Oubliez le Goncourt, le Renaudot et le Médicis. Pour savoir quels auteurs il faut absolument avoir lu, Alan Riddell, un chercheur de l’université de Darthmouth, a inventé un algorithme qui classe les oeuvres littéraires du domaine public en fonction de leurs données sur Wikipedia, rapporte Technology Review.
Il s’agit d’un algorithme d’apprentissage automatique, qui utilise deux types de données: il se fonde d’abord sur une liste qui recense plus d’un million de livres numériques tombés dans le domaine public, détenue par l’Université de Pennsylvanie. Mais aussi sur les pages Wikipedia des auteurs, dont il extrait un certain nombre d’informations: la longueur de l’article, son «âge», le nombre de vues estimé par jour, le temps écoulé depuis la dernière révision de l’article, la date de décès de l’écrivain.
L’algorithme cherche ensuite la corrélation entre les données d’un auteur sur l’encyclopédie en ligne et l’existence d’une édition numérique de ses oeuvres dans le domaine public. A partir de cela, il génère automatiquement un classement des auteurs importants pour une année donnée. Le résultat est visible sur le site Public Domain Rank.
Les auteurs sont classés en fonction de l’année ou de la décennie de leur décès. Par exemple, les cinq écrivains considérés comme les plus importants parmi ceux décédés dans les années 2000 sont des auteurs de science-fiction, de fantasy, de thriller ou d’horreur (Charles L. Grant, Isabelle Holland, Damon Knight, Byron Preiss et Andre Norton).

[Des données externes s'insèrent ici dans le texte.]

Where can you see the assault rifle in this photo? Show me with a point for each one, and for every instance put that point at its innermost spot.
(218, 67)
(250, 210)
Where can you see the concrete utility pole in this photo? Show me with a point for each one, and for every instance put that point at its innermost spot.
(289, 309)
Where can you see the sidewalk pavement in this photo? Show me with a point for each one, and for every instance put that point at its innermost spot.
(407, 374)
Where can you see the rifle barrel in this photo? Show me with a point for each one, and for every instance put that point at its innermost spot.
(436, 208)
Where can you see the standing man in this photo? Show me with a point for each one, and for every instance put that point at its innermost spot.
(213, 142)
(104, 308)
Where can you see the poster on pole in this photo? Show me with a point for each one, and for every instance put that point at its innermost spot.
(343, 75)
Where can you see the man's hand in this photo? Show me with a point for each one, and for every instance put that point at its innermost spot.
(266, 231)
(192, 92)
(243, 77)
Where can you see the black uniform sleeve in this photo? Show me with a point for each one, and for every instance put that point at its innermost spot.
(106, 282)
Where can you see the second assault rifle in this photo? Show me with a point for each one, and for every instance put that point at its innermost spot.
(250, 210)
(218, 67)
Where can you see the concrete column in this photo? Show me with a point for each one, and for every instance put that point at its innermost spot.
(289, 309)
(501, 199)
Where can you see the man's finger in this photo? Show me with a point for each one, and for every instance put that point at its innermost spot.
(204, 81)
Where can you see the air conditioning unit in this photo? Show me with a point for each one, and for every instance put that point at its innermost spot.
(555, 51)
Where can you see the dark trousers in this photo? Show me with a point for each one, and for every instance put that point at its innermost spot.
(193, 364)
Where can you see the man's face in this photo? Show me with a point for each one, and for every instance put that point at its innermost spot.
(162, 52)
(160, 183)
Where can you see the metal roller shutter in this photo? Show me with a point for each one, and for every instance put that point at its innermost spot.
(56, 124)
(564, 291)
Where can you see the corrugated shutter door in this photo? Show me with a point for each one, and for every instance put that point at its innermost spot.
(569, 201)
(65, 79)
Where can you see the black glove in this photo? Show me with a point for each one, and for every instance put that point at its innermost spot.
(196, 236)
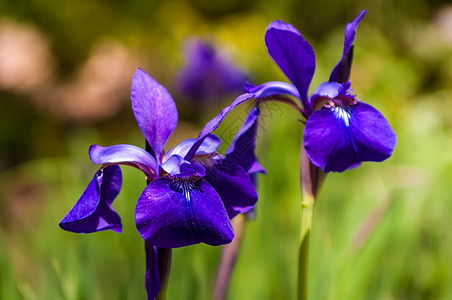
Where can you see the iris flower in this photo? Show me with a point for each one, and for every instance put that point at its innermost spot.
(341, 131)
(192, 193)
(208, 74)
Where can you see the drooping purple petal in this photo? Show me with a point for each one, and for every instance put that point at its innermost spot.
(152, 277)
(337, 138)
(93, 211)
(215, 122)
(177, 166)
(154, 110)
(231, 182)
(272, 88)
(127, 155)
(242, 148)
(173, 213)
(293, 54)
(341, 72)
(209, 145)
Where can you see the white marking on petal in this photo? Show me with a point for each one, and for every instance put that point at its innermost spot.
(342, 113)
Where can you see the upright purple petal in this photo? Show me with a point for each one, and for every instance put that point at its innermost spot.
(339, 138)
(329, 90)
(93, 211)
(154, 110)
(209, 145)
(127, 155)
(277, 24)
(215, 122)
(341, 72)
(272, 88)
(152, 277)
(231, 182)
(242, 148)
(293, 54)
(173, 213)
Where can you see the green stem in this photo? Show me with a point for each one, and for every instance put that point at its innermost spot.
(164, 261)
(303, 259)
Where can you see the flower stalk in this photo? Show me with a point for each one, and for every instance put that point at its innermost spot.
(229, 254)
(310, 180)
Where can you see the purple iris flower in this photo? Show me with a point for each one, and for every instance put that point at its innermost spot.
(192, 194)
(341, 131)
(208, 74)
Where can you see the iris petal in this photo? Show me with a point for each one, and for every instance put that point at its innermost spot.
(215, 122)
(93, 211)
(272, 88)
(209, 145)
(171, 214)
(125, 154)
(293, 54)
(341, 72)
(177, 166)
(234, 186)
(338, 138)
(154, 109)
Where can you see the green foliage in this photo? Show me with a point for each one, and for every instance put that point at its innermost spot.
(380, 231)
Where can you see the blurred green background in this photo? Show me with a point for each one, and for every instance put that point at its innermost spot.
(381, 231)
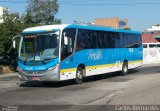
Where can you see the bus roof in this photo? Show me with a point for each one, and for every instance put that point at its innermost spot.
(47, 28)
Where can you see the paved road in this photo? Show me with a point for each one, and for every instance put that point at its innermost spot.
(141, 86)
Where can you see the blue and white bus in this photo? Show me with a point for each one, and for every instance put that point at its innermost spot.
(64, 52)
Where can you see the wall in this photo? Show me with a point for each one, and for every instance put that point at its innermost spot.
(151, 55)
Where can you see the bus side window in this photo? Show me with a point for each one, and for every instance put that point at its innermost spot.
(68, 39)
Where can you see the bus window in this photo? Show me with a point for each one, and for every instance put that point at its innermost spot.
(67, 45)
(152, 46)
(144, 45)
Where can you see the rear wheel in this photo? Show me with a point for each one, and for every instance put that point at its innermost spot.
(124, 68)
(79, 75)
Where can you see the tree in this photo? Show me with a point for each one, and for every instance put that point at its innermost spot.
(41, 12)
(11, 27)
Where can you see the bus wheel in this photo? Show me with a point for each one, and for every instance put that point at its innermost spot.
(79, 75)
(124, 68)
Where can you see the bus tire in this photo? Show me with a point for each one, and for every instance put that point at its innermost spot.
(124, 68)
(79, 75)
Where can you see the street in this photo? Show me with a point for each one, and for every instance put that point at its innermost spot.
(140, 87)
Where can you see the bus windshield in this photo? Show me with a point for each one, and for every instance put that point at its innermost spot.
(40, 47)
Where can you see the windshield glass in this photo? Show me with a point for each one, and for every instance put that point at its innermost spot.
(39, 47)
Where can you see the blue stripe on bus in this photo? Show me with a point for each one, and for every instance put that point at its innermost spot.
(102, 28)
(108, 56)
(50, 64)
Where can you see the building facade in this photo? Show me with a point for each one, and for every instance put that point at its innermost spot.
(112, 22)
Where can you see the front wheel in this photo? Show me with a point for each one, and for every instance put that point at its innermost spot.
(124, 68)
(79, 75)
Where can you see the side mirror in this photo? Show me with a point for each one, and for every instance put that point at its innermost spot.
(14, 41)
(65, 39)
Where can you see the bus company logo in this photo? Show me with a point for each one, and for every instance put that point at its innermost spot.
(94, 55)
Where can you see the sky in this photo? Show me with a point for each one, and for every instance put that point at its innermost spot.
(141, 14)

Le site propose aussi un classement par catégorie. Chez les «dramaturges du XXe siècle», T.S. Eliot arrive en première position, trois places avant Vladimir Nabokov, qui lui-même dépasse Samuel Beckett. Jean-Paul Sartre arrive en tête des «philosophes français du XXe siècle». Mais si l’on considère les «écrivains français du XXe siècle», il n’est qu’en deuxième position derrière le spécialiste de la science-fiction Jean-Marc Lofficier. Dans cette même catégorie, Simone de Beauvoir est dépassée par Bernard Werber, l’auteur des Fourmis.
Selon Alan Riddell, le classement généré par l’algorithme est plutôt pertinent, puisque les auteurs sélectionnés par les experts de l’éditeur Modern Library sont également bien classés sur le Public Domain Rank. Il reconnaît cependant que le classement souffre de certaines faiblesses: par exemple, le nombre restreint d’écrivains de sexe féminin fichés sur Wikipedia se retrouve dans les résultats.
Le Public Domain Rank reflète aussi un certain manque de diversité parmi les textes disponibles sur le projet Gutenberg, la bibliothèque électronique qui rassemble des versions numériques libres de droit (tombées dans le domaine public, qui n’ont jamais été sous copyright ou dont ce dernier a expiré). Ceux-ci sont essentiellement des oeuvres religieuses et politiques, ou des livres de genres populaires: thriller, science-fiction, fantasy.
Enfin, les données sont extraites des articles Wikipedia en anglais, qui ne couvrent pas forcément de manière exhaustive la littérature publiée dans d’autres langues. Même si, comme le note Alan Riddell, on peut supposer qu’à partir d’un moment où un écrivain est suffisamment populaire, il possède sa page Wikipedia anglophone.